Les liqueurs elles-mêmes ne tirèrent point les convives de ce décorum de gravité : elles étaient de diverses espèces. Le vin était en très-petite quantité ; on ne le servait qu’aux principaux convives, et l’on fit à Glover l’honneur de le mettre de ce nombre. Le vin et les deux petits pains furent, il est vrai, les seules marques d’attention qu’il reçut pendant le festin. Mais Niel Booshalloch, jaloux de la réputation d’hospitalité de son chef, ne manqua pas de les lui faire remarquer comme des preuves de haute distinction. Les liqueurs distillées, dont l’usage est devenu depuis général chez les montagnards, étaient alors presque entièrement inconnues. L’usquebaugh circula en petite quantité, et il était tellement saturé d’une décoction de safran et d’autres herbes, qu’il ressemblait plutôt à une potion médicale qu’à une liqueur de festin. Le cidre et l’hydromel étaient servis en abondance ; mais l’ale, dont on avait brassé une grande quantité pour cette occasion, était la boisson générale ; cependant on en usa avec une modération que ne connaissent plus les Highlanders modernes.

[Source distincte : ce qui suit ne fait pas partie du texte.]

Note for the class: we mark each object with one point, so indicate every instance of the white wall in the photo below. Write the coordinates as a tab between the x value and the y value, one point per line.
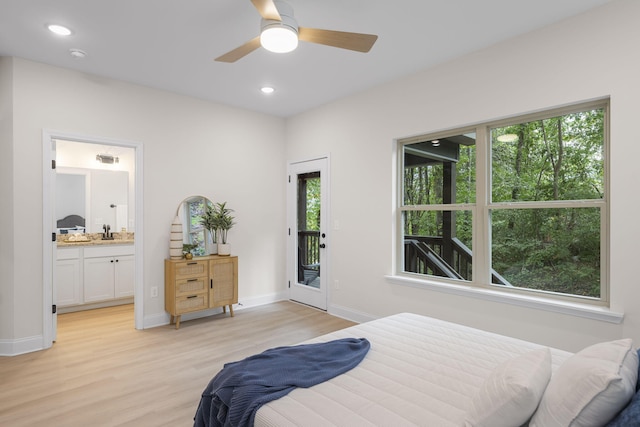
593	55
6	194
190	147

Une coupe à la mémoire du chef mort fut le premier toast porté solennellement, quand le banquet fut fini ; et on entendit de toute l’assemblée un murmure de bénédictions, tandis que les moines unissant leurs voix chantaient requiem œternam dona. Un silence inaccoutumé s’établit ensuite, comme si l’on attendait quelque chose d’extraordinaire ; et Éachin se leva avec un air mâle et fier, et ce-

  1. Rois d’Écosse venus de l’Irlande. a. m.